Published on .

We'll be seeing more of Nancy Kerrigan judging by the wide-ranging deals struck on her behalf with the likes of Revlon and Walt Disney Co. It's fresh evidence that, despite endorsement tie-ins that have gone sour of late, marketers are still willing to gamble on personalities.

But it's a higher stakes gamble than it once was. Today's personalities can demand extraordinary fees, be difficult to work with and never produce the impact marketers dream about. In other words, added headaches, not added value.

Maybe all involved in this corner of marketing might profit from reconsidering the triumphant relationship of Dinah Shore and Chevrolet. Her death last month at age 76 prompted laudatory reviews of her career as singer, entertainer and TV show host. But she also came to embody a company and a product-General Motors and Chevrolet-in a way today's advertisers would dearly love to emulate.

There was that jingle, of course, that she enthusiastically sang each week at the close of "The Dinah Shore Chevy Show" from 1956 to 1963-"See the U.S.A. in Your Chevrolet." But there was more.

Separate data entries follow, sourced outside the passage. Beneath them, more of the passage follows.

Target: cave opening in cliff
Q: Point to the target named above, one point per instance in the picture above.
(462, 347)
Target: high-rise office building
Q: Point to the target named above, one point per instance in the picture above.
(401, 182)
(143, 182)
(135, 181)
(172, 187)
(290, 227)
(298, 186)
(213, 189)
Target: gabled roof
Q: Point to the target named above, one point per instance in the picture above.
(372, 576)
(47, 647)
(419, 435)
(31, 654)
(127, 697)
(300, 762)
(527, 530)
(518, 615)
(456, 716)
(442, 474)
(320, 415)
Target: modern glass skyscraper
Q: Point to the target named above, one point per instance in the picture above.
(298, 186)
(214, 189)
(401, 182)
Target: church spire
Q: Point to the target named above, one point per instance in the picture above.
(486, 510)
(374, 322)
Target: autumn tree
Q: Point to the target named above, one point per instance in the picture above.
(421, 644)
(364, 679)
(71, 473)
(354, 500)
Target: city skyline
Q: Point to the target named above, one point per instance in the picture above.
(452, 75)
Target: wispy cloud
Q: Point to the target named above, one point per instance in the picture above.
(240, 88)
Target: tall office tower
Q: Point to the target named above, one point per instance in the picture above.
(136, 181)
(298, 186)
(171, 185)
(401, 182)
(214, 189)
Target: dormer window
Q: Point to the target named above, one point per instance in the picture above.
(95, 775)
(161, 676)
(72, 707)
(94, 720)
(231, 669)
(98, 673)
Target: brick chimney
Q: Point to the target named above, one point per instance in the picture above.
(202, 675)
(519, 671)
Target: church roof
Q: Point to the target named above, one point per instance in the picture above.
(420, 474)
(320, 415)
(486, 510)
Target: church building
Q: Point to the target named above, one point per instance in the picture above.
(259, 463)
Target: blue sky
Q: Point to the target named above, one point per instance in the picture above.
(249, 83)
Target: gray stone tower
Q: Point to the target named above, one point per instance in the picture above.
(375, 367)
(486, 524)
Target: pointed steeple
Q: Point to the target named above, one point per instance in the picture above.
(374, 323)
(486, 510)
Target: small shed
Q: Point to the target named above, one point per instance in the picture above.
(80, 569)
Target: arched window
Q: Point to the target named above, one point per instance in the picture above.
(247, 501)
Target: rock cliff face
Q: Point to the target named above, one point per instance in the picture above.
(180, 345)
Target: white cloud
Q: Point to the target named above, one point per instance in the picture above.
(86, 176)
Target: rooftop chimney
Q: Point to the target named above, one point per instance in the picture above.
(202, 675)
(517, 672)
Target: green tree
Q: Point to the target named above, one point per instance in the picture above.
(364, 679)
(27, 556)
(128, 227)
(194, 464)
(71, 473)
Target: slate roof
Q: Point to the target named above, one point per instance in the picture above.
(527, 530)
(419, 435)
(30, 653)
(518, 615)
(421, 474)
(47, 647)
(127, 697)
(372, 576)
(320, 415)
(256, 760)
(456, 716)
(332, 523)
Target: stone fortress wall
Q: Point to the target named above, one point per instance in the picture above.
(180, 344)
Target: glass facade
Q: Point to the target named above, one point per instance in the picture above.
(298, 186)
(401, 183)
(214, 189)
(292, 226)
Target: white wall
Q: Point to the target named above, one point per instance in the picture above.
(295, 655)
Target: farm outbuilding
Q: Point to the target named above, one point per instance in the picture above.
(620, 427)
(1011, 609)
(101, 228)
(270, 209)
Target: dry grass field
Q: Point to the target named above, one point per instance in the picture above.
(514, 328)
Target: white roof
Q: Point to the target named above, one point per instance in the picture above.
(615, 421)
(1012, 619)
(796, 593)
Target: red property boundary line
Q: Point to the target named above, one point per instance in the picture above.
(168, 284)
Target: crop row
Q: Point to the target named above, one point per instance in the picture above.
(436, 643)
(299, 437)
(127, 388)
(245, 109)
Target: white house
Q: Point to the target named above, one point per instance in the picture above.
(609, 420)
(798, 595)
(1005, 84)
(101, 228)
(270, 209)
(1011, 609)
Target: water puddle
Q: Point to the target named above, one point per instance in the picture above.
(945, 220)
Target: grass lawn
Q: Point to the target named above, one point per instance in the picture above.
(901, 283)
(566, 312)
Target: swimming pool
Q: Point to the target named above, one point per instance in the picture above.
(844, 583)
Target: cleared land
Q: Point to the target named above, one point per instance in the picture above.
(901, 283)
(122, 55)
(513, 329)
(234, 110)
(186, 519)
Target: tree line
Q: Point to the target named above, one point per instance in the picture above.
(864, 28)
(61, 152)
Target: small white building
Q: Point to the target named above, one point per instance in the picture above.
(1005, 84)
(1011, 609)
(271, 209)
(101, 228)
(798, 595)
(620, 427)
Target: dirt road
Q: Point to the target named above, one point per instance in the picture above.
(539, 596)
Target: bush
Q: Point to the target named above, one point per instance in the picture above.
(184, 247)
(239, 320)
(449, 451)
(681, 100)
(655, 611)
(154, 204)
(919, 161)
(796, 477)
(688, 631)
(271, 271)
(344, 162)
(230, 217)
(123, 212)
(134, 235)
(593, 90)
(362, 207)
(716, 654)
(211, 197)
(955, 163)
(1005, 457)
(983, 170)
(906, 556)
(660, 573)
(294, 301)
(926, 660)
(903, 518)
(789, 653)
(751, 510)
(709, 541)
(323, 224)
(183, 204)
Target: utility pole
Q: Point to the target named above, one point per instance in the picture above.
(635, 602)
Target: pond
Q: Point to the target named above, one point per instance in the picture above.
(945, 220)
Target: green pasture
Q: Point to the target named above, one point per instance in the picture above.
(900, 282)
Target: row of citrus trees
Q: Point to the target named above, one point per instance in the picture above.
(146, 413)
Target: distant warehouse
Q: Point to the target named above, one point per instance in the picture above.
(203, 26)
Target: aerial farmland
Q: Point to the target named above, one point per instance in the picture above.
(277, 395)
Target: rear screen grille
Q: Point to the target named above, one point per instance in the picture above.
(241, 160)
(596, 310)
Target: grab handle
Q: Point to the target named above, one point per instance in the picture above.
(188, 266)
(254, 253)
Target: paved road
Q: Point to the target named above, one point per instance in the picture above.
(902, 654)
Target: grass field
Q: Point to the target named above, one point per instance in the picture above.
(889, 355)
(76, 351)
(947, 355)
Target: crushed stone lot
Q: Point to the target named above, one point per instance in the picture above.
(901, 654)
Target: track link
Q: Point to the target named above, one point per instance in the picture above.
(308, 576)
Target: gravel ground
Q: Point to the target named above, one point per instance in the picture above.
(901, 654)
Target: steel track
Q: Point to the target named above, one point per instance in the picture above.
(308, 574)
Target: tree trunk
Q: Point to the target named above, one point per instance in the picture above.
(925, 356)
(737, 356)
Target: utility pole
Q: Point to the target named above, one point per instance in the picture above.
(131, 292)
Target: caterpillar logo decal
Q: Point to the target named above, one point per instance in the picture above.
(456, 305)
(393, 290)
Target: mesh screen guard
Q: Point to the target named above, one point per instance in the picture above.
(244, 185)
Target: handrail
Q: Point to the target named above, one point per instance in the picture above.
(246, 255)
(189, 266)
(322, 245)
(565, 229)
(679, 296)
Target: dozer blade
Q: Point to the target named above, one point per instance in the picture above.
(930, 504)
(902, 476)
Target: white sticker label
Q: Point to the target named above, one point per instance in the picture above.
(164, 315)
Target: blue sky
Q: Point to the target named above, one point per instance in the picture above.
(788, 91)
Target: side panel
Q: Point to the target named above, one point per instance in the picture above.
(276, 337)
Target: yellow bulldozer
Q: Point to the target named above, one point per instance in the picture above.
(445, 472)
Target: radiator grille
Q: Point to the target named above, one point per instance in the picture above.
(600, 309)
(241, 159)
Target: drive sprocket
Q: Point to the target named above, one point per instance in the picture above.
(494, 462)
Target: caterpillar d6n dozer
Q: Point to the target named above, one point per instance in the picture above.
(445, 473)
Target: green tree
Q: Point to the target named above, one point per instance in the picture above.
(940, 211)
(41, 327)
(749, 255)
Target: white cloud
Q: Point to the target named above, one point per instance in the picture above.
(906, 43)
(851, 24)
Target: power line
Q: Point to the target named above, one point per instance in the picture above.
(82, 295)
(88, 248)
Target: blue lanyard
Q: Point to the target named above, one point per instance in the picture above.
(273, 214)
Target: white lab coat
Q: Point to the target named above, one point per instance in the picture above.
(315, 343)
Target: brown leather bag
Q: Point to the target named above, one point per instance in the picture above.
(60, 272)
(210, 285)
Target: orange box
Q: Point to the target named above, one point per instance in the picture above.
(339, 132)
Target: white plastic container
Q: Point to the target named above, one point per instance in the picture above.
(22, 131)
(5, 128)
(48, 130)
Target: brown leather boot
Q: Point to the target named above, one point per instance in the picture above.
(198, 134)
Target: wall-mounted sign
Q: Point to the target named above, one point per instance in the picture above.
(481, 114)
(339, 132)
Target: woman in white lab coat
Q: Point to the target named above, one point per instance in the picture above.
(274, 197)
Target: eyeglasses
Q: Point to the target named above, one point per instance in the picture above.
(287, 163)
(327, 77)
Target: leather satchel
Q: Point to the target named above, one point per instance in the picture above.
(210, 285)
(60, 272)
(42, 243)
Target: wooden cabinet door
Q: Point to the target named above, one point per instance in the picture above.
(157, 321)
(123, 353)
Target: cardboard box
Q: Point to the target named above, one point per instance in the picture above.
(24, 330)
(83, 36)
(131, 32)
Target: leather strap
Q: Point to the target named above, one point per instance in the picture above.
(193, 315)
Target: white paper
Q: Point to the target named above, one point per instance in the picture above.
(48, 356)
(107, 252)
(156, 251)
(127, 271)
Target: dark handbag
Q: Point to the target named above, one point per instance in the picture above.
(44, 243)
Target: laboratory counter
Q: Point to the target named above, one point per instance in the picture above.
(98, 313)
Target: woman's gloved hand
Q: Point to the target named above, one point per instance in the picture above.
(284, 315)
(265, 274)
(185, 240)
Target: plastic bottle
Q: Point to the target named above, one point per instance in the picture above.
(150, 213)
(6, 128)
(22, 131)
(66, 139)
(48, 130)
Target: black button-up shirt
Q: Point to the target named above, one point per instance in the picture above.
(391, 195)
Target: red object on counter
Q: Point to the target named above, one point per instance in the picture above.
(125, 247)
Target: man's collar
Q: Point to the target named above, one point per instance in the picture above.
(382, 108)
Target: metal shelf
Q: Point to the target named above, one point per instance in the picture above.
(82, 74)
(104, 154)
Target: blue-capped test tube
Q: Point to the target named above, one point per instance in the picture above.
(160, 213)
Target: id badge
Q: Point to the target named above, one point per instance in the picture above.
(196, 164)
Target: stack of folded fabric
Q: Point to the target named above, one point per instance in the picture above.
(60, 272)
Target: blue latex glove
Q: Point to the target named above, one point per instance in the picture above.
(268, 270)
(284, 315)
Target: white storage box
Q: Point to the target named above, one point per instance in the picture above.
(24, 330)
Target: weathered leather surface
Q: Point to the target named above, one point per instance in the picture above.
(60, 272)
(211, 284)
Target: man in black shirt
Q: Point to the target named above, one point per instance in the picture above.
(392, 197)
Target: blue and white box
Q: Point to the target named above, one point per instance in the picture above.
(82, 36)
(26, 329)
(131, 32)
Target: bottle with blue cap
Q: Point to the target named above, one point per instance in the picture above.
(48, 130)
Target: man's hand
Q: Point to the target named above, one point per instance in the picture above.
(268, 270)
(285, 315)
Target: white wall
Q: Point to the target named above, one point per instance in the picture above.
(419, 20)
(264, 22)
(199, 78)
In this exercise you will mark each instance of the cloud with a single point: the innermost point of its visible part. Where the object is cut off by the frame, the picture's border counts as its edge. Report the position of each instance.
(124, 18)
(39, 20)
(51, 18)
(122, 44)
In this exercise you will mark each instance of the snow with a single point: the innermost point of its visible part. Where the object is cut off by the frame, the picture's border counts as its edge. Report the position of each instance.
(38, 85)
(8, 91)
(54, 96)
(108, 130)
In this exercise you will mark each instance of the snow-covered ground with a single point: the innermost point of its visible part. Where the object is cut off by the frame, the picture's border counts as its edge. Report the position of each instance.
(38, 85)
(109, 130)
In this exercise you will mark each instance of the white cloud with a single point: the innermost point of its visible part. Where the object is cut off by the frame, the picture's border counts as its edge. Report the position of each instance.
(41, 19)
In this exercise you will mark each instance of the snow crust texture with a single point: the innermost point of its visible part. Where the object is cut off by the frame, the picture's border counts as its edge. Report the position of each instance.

She represented added value before anyone coined the phrase. Dick O'Connor, chairman of Chevy agency Lintas: Campbell-Ewald, put it this way: "She was terrific to work with. There wasn't anything she wouldn't do that Chevrolet asked her...She was part of Chevrolet and Chevrolet was part of her."

It's easy to write off the Chevy/Dinah Shore relationship as simply a tale from another era of TV and marketing. Nice story, but not possible today. But we think marketers are still looking for what Chevrolet created with Ms. Shore: More than a relationship, it was a collaboration that produced long-term value for their brand.

That's the next gold medal Nancy Kerrigan and her new marketing partners should skate for.